Figure 5. Endodermal LST-4/SNX9 and dynamin act to promote lobe scission

(a-b) Persistent lobes (arrow) in lst-4(xn45) mutants (a; arrowhead, lobe debris) and lst-4(RNAi) (b) L1 larvae. (c) Localization of LST-4-YFP^END (arrow) at a lobe neck. (d) Rescue of persistent lobes in lst-4(xn45) L1 by LST-4-YFP^END; arrowhead indicates debris (persistent lobes in 0/90 L1, compared to 40/40 siblings lacking LST-4-YFP^END from 3 independent experiments). (e) FRAP of persistent lobes in lst-4(RNAi) L1 larvae (recovery in 15/15 L1 from 3 independent experiments). (f-g) dyn-1 mutant (g) and rescued (f) embryos; persistent lobes in dyn-1 embryos indicated by arrows, debris in rescued embryos marked by arrowhead. (h) YFP-DYN-1^END localizes to lobe necks (arrow). (i) YFP-DYN-1^END rescues persistent lobe defects of dyn-1 mutant embryos (arrowhead, debris). (j) FRAP of persistent lobes in dyn-1 mutant embryos (recovery in 16/16 embryos, compared to 4/11 dyn-1; dyn-1(+) embryos from 3 independent experiments).
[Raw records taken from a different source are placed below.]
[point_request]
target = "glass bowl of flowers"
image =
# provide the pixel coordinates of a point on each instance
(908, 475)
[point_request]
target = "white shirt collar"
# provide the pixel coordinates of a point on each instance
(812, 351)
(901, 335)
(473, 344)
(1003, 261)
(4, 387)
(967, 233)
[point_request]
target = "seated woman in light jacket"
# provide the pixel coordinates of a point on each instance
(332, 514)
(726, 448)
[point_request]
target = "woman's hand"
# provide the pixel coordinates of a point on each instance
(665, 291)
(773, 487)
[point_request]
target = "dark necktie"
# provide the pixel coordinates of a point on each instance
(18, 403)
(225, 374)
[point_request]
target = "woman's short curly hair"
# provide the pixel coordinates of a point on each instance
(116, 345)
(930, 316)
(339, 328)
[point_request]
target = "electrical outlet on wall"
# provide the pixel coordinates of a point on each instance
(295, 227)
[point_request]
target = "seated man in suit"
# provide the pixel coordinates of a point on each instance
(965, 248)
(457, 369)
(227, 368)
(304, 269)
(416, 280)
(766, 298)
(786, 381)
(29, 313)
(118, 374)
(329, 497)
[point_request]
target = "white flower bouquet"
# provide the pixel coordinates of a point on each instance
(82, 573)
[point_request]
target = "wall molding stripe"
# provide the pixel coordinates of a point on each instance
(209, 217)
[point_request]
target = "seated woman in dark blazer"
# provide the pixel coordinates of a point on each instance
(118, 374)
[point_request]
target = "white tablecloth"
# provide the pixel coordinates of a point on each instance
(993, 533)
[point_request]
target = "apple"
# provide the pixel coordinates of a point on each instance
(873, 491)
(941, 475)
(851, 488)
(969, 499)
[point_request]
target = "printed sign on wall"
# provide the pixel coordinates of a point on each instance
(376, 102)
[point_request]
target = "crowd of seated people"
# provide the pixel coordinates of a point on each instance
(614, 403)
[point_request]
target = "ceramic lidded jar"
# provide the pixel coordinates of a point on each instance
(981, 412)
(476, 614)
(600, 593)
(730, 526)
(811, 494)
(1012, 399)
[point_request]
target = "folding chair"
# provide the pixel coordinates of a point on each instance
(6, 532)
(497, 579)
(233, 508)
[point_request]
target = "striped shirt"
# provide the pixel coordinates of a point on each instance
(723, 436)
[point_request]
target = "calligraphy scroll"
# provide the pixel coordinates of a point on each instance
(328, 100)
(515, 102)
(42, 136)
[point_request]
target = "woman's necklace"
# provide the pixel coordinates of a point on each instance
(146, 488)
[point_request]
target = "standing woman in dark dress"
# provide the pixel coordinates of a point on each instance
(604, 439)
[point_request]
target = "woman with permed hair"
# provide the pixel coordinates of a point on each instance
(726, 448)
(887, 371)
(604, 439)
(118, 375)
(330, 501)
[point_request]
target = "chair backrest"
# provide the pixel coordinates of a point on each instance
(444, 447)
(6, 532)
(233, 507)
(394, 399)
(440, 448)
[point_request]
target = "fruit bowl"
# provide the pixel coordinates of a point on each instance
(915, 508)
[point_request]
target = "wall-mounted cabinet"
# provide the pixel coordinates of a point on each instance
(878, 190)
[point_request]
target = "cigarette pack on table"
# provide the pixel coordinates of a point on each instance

Scale bar, 5μm.

Figure 6. A pathway for lobe scission

(a) Pedigree of lobes and dynamin localization at lobe necks in wild-type and ced-10 mutant embryos. (b-b”) Colocalization of YFP-ACT-5^END and CFP-DYN-1 at lobe necks; arrowhead denotes colocalization whereas arrows point to lobes that are marked predominantly by YFP-ACT-5^END. (c) Quantification of actin localization in dyn-1 rescued embryos and dyn-1 mutant embryos (N.S., Not Significant, Fisher’s exact test. Data shown from two independent experiments). (d) Quantification of actin and dynamin localization at lobe necks in control and lst-4(RNAi) 3-fold embryos (*** p < 0.001, Fisher’s exact test. Data shown from 4 independent experiments). (e) Quantification of LST-4 localization in wild type and ced-10 mutant embryos (N.S., Not Significant, Fisher’s exact test. Data shown from 3 independent experiments). (f) A cartoon representation of lobe cannibalism. PGCs form organelle-rich lobes that embed into adjacent endodermal cells. Through a pathway outlined below, lobes undergo scission from PGCs and become digested in endodermal cells. Scale bar, 5μm.